Saturday, May 15, 2010

Shadows and Tall Trees

The only thing worse than the bigoted media is the mechanism by which people begin to convince themselves that what it prostrates is a permissible representation of reality. It's a waltz of back and forth, a symbiotic relationship where ratings both feed from and manipulate the culture's perceptions. It is the mechanism whereby a fictional exaggeration, the 'bumbling dad' for instance, influences the cultural perception of the typical, and whereby a tragic accident by negligence inspires hyper-vigilance that in turn creates hazards out of harmlessness.

How many children will be caught in the crossfire of those poised on the rooftops to protect them by shooting at shadows?

Shadows are a flat, formless non-entity, false representation of the thing casting them, and depending on where the sun is located, they are either significantly shortened (and therefore less frightening than their owners), or they are exaggerations--significantly enlarged. When it comes to children, every peg that could cause them to trip in the high grass casts a ten foot shadow in the media realm as if the sun were resting eternally on the horizon. Even if humanity matched the size of their fear with the size of the thing being feared, it would still be nothing but a fear of a shadow--a formless entity.

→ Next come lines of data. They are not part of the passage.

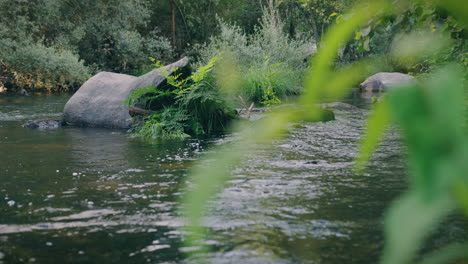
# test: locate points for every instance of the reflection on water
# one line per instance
(78, 195)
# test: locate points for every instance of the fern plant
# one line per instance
(191, 106)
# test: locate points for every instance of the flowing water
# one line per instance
(83, 195)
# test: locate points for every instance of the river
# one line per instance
(84, 195)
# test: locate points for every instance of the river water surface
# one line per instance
(77, 195)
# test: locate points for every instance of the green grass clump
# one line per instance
(183, 107)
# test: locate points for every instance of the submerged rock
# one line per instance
(43, 124)
(99, 101)
(384, 80)
(326, 114)
(3, 89)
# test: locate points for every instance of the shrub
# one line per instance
(35, 66)
(191, 106)
(271, 62)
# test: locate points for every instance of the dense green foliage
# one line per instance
(270, 36)
(183, 107)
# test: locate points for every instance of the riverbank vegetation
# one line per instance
(260, 52)
(57, 45)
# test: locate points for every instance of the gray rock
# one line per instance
(43, 124)
(99, 101)
(385, 80)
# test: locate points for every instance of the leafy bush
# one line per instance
(191, 106)
(270, 60)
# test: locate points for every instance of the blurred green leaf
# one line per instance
(408, 222)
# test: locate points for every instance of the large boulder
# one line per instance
(384, 80)
(99, 101)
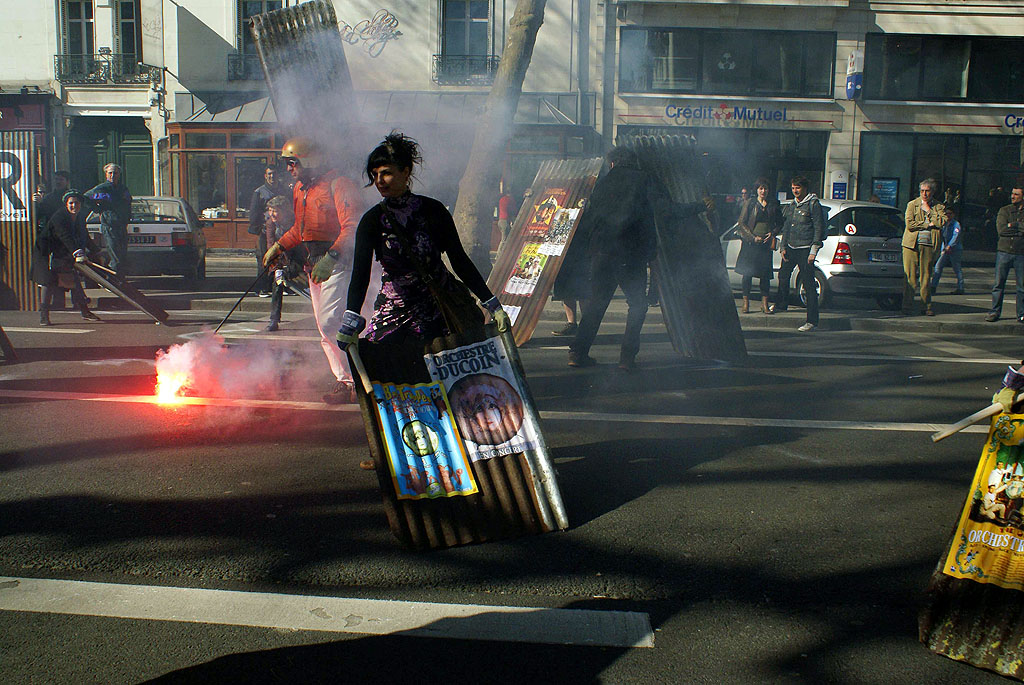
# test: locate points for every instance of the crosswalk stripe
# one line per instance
(330, 614)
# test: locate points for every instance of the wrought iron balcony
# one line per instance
(465, 70)
(103, 70)
(244, 68)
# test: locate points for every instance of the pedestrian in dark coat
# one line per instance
(272, 187)
(47, 205)
(759, 222)
(622, 242)
(113, 200)
(65, 239)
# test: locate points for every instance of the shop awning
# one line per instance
(400, 106)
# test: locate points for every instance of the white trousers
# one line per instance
(329, 305)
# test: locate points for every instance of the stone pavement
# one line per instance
(954, 313)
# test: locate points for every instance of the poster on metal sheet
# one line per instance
(424, 450)
(526, 270)
(486, 399)
(558, 234)
(988, 545)
(14, 179)
(544, 211)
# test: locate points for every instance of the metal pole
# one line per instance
(248, 290)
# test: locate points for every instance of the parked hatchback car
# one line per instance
(165, 237)
(861, 254)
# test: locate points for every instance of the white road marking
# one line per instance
(890, 357)
(48, 329)
(946, 346)
(182, 401)
(742, 422)
(750, 422)
(331, 614)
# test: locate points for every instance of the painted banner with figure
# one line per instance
(528, 260)
(424, 450)
(455, 417)
(988, 545)
(482, 390)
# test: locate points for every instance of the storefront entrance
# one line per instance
(735, 158)
(216, 168)
(96, 141)
(975, 174)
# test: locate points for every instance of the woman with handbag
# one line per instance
(759, 222)
(419, 299)
(65, 239)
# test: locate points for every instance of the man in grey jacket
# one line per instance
(803, 234)
(1009, 253)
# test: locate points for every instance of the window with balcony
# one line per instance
(244, 66)
(784, 63)
(80, 62)
(466, 44)
(957, 69)
(78, 35)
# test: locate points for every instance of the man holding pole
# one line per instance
(327, 211)
(922, 238)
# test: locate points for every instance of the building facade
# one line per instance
(173, 91)
(937, 90)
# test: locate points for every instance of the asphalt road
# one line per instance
(775, 522)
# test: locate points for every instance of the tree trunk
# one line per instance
(478, 188)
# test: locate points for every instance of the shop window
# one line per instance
(247, 10)
(676, 60)
(996, 70)
(78, 33)
(943, 68)
(727, 62)
(252, 140)
(248, 176)
(207, 186)
(206, 140)
(129, 37)
(465, 45)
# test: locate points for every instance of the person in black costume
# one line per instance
(406, 309)
(65, 240)
(759, 222)
(623, 241)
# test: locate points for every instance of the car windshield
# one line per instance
(160, 211)
(867, 221)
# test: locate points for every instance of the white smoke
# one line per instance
(253, 370)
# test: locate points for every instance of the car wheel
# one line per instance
(824, 295)
(890, 302)
(196, 273)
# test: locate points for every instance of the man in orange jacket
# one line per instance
(327, 211)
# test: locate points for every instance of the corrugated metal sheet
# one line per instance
(570, 181)
(301, 51)
(17, 181)
(517, 493)
(977, 623)
(696, 299)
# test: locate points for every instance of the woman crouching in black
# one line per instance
(408, 233)
(65, 240)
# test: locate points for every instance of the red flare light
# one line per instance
(171, 386)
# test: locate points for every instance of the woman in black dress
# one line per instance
(57, 245)
(759, 222)
(408, 232)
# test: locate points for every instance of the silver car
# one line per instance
(861, 254)
(165, 236)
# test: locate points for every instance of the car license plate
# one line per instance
(150, 239)
(882, 257)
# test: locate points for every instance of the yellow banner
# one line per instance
(988, 546)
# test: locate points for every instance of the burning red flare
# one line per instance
(171, 386)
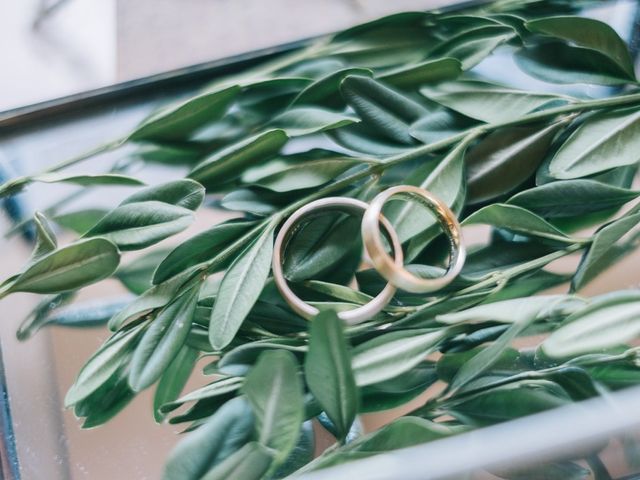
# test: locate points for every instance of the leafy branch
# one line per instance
(396, 100)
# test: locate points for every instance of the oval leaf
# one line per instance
(567, 198)
(517, 220)
(392, 354)
(138, 225)
(199, 248)
(604, 141)
(178, 121)
(307, 120)
(162, 340)
(184, 193)
(274, 390)
(217, 439)
(605, 324)
(328, 372)
(228, 163)
(239, 290)
(68, 268)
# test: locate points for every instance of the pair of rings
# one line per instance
(391, 268)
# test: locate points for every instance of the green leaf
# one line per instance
(439, 125)
(473, 46)
(392, 354)
(173, 380)
(39, 316)
(247, 353)
(138, 225)
(320, 245)
(45, 238)
(568, 198)
(487, 358)
(168, 154)
(300, 171)
(80, 221)
(517, 220)
(88, 180)
(386, 47)
(218, 388)
(338, 292)
(549, 471)
(256, 201)
(596, 257)
(512, 401)
(200, 248)
(179, 121)
(68, 268)
(326, 90)
(506, 159)
(228, 163)
(605, 140)
(86, 314)
(156, 297)
(451, 362)
(517, 310)
(381, 108)
(328, 372)
(251, 462)
(136, 276)
(367, 140)
(446, 181)
(184, 193)
(401, 433)
(218, 438)
(300, 121)
(605, 324)
(162, 340)
(239, 290)
(558, 62)
(398, 391)
(485, 101)
(103, 364)
(588, 33)
(302, 454)
(430, 71)
(274, 390)
(106, 402)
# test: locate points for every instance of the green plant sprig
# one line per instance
(396, 100)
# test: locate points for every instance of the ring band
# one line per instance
(386, 266)
(350, 205)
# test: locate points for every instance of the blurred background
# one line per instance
(55, 48)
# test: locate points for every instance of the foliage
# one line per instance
(396, 100)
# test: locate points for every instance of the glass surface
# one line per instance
(48, 438)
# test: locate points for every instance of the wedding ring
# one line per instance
(293, 224)
(396, 274)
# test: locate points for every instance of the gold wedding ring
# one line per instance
(396, 274)
(292, 225)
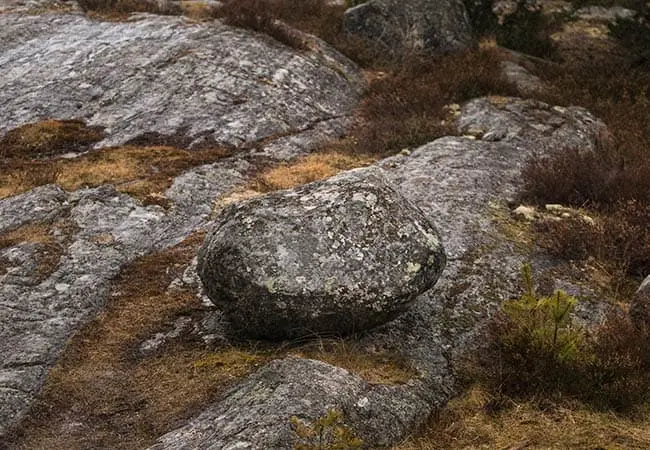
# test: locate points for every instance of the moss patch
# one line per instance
(49, 137)
(317, 166)
(50, 249)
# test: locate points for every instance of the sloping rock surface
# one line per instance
(336, 256)
(205, 82)
(404, 27)
(463, 184)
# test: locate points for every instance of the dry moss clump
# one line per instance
(50, 250)
(115, 397)
(48, 138)
(105, 393)
(314, 167)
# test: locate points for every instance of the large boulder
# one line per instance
(413, 26)
(337, 256)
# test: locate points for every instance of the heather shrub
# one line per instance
(536, 350)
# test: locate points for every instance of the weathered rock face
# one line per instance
(413, 26)
(204, 84)
(463, 184)
(337, 256)
(207, 82)
(640, 307)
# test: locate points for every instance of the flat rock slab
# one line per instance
(463, 184)
(207, 83)
(404, 27)
(202, 84)
(334, 257)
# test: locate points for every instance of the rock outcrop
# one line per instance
(403, 28)
(167, 78)
(201, 83)
(463, 184)
(332, 257)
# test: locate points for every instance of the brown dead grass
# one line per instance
(466, 423)
(49, 137)
(143, 172)
(50, 250)
(314, 167)
(407, 104)
(103, 393)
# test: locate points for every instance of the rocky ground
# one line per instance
(152, 82)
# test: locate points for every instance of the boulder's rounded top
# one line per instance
(337, 256)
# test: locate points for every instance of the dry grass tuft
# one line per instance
(103, 393)
(314, 167)
(406, 104)
(468, 423)
(143, 172)
(120, 9)
(50, 250)
(49, 137)
(118, 398)
(612, 182)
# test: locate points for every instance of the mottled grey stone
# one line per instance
(406, 27)
(41, 204)
(201, 83)
(336, 256)
(463, 185)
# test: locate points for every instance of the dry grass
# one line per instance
(120, 9)
(314, 167)
(116, 398)
(612, 182)
(49, 137)
(406, 105)
(143, 172)
(50, 251)
(103, 393)
(467, 423)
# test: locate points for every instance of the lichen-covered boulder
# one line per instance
(337, 256)
(404, 27)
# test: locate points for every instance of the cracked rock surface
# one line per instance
(463, 185)
(404, 27)
(203, 83)
(207, 83)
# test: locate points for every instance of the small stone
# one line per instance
(528, 213)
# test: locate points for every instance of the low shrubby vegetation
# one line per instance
(612, 181)
(536, 350)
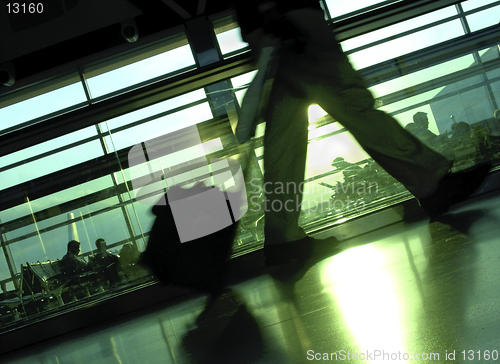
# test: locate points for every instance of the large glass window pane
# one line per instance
(47, 146)
(230, 41)
(145, 70)
(51, 164)
(160, 126)
(152, 110)
(484, 18)
(341, 7)
(41, 105)
(473, 4)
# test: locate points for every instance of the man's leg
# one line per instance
(341, 93)
(285, 150)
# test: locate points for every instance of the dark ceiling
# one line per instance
(68, 30)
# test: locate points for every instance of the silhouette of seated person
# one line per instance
(107, 263)
(420, 129)
(71, 262)
(461, 133)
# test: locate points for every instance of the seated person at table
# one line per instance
(71, 262)
(108, 262)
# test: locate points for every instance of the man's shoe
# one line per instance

As for the child's shadow, it's safe to assume it's a perpetual noon, as the shadow of the child (considerably larger than the peg), has been inherited its shadow's shortness. We over-estimate dangers and under-estimate resolve. Adults fear the impediments more than they do the relative effects of a peg coming into contact with a child, and this is done on the basis that because it has been oft repeated, it must be true. This is called a fallacy. A shadow is still just empty air, fearing it will not intimidate that which is casting it.